IDOT Officials Warn Budget Impasse Could Hurt Road Repairs

 
Highway sign along Interstate 72.

Highway sign along Interstate 72.

Amanda Vinicky/IPR

The llinois Department of Transportation may be wrapping up its busy construction season, but the upcoming winter will mean more repairs for road crews to work on next summer. But that depends on getting a state budget in place first.

A lot of money for road construction comes from a separate fund than what's being debated in Springfield right now in the months-long budget stalemate. But some money comes from the same pot of cash that many human services and other state programs are vying for.

And if the budget impasse is dragged on, that could become a safety issue. Kensil Garnett is IDOT's region 3 engineer, serving half of Central Illinois. He says he'd like to see Illinois’ roads and bridges rated at about 90 percent "acceptable."

"With the current funding levels, we're not going to be able to achieve that," Garnett said Wednesday at an IDOT public input event in Champaign. "So, we're dropping off very, very rapidly to the tune of about 20 percent.
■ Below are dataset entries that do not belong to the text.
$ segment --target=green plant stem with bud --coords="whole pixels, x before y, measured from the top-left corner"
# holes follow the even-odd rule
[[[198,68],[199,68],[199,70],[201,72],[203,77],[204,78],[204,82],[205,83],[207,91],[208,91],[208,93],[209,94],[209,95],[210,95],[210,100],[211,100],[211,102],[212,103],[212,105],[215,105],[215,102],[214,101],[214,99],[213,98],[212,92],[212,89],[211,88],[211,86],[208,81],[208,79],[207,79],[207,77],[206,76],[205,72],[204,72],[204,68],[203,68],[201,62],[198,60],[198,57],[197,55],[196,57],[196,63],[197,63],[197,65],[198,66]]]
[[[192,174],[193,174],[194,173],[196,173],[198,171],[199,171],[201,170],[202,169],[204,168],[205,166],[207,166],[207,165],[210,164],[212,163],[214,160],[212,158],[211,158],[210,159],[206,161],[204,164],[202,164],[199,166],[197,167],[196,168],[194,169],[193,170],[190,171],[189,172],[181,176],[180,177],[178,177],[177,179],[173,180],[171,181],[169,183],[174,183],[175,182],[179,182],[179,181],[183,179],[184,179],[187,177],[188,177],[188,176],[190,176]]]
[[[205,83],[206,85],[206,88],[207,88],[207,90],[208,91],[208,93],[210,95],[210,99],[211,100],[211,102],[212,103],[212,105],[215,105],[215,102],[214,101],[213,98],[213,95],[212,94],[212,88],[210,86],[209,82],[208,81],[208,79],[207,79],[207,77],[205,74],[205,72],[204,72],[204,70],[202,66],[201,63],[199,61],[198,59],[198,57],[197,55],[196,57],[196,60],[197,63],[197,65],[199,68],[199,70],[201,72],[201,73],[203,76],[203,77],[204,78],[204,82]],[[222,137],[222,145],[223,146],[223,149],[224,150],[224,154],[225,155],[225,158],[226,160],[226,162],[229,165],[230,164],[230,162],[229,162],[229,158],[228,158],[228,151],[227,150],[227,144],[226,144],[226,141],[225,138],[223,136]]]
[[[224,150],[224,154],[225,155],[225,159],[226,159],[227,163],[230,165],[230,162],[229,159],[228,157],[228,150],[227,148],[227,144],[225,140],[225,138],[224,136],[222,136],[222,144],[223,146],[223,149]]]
So it's very, very bad."

Garnett says the coming winter will only exacerbate existing problems with Illinois' roadways.

And even more basic than new projects, Garnett says he's worried about keeping the lights and heat on for his workers and having enough diesel fuel to get them through the winter without a budget.

"When we do have (a budget) and we go to talk to that person that we're buying something from, they're like, 'Oh, you're with the state of Illinois, you have problems paying your bills so we're going to add a little bit more onto it for the simple fact that we have to cover yourself in case we maybe don't get paid."

Already, several construction projects that have been awarded, planned and assigned to a contractor have been put on hold because the legislature has yet to give IDOT the spending authority to start working.

As the state's budget stalemate drags on, cities and counties in Illinois are also not receiving their share of Illinois gas tax, which most municipalities use to buy road salt, in addition to using for other local repairs.

Governor Bruce Rauner has said he'd like to increase funding for road construction, but a political fight between him and the Democratically controlled legislature has brought the state into its fourth month without a budget.